Restoration

Restoration

Posted April 27, 2010:
The Tree That Could Not Speak

by Jude Fischer.

Once there was a tree in the forest. He was a very silent tree. The other trees whistled in the wind, whispered their secrets one to another, rustled their leaves in the excitement of each new day. But not this tree.

He remained silent from the day he first pushed his head above the ground. His parents waited with eagerness for his first sound, but it never came. As the other little trees chattered away, he alone remained silent.
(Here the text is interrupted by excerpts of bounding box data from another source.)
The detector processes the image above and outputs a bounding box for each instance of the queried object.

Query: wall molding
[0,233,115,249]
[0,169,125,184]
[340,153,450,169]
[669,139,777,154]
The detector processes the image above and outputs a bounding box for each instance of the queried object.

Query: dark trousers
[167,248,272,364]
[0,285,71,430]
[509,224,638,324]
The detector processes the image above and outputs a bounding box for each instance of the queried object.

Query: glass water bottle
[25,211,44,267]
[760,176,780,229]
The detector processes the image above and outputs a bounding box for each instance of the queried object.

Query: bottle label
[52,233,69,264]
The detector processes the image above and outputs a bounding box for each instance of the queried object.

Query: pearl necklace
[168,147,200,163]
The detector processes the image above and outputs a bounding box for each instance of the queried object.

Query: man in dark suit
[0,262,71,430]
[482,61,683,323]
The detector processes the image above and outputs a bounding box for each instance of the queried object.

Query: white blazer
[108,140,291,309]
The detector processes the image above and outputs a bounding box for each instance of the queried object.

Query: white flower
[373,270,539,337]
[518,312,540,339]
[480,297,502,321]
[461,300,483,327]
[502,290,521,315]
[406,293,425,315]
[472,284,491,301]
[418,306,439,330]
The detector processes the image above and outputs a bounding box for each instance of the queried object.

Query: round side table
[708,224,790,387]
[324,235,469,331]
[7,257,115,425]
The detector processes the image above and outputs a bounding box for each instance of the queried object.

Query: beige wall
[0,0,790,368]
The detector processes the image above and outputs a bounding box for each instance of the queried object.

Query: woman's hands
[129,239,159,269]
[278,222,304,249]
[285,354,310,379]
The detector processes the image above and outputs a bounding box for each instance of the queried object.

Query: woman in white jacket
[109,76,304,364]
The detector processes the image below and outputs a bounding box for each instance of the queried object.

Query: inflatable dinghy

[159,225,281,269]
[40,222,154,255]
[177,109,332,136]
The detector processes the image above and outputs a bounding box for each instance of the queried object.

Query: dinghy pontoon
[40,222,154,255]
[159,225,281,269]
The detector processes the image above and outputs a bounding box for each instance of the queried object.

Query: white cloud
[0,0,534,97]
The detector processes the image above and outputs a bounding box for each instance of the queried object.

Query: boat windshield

"Why are you so quiet?" the other trees asked him over and over. In response he merely wept silently. He didn’t know why. He tried again and again to whistle, to whisper, to rustle with the wind, but nothing happened.

Sometimes his heart would be so full of what he wanted to share with the others, but when he tried, nothing came forth. For he was just a silent tree, no matter how he tried.

As he grew older, he became familiar with death. A few of the trees lived to a ripe old age, and when their energy was spent, they died peacefully. But not many. Most were taken young, cut down in the prime of their life, and used to serve man’s needs.

As Tree matured, he began to worry about that. He saw one after another of his peers go. And he was afraid. For what he longed for most of all in life was to speak, to pour out his heart to his fellow trees. Secretly he hoped beyond all hope that someday, somehow, this would happen.

He didn’t want to die before it did. He didn’t want to die before he had really lived, before he had found his voice. Yet day after day silence remained his companion.

Then one day the woodcutters appeared in the forest again. He saw some of his neighbors felled. Then one woodcutter approached him. He knew it was the end. He wept, bitterly disappointed. His dream would never be realized.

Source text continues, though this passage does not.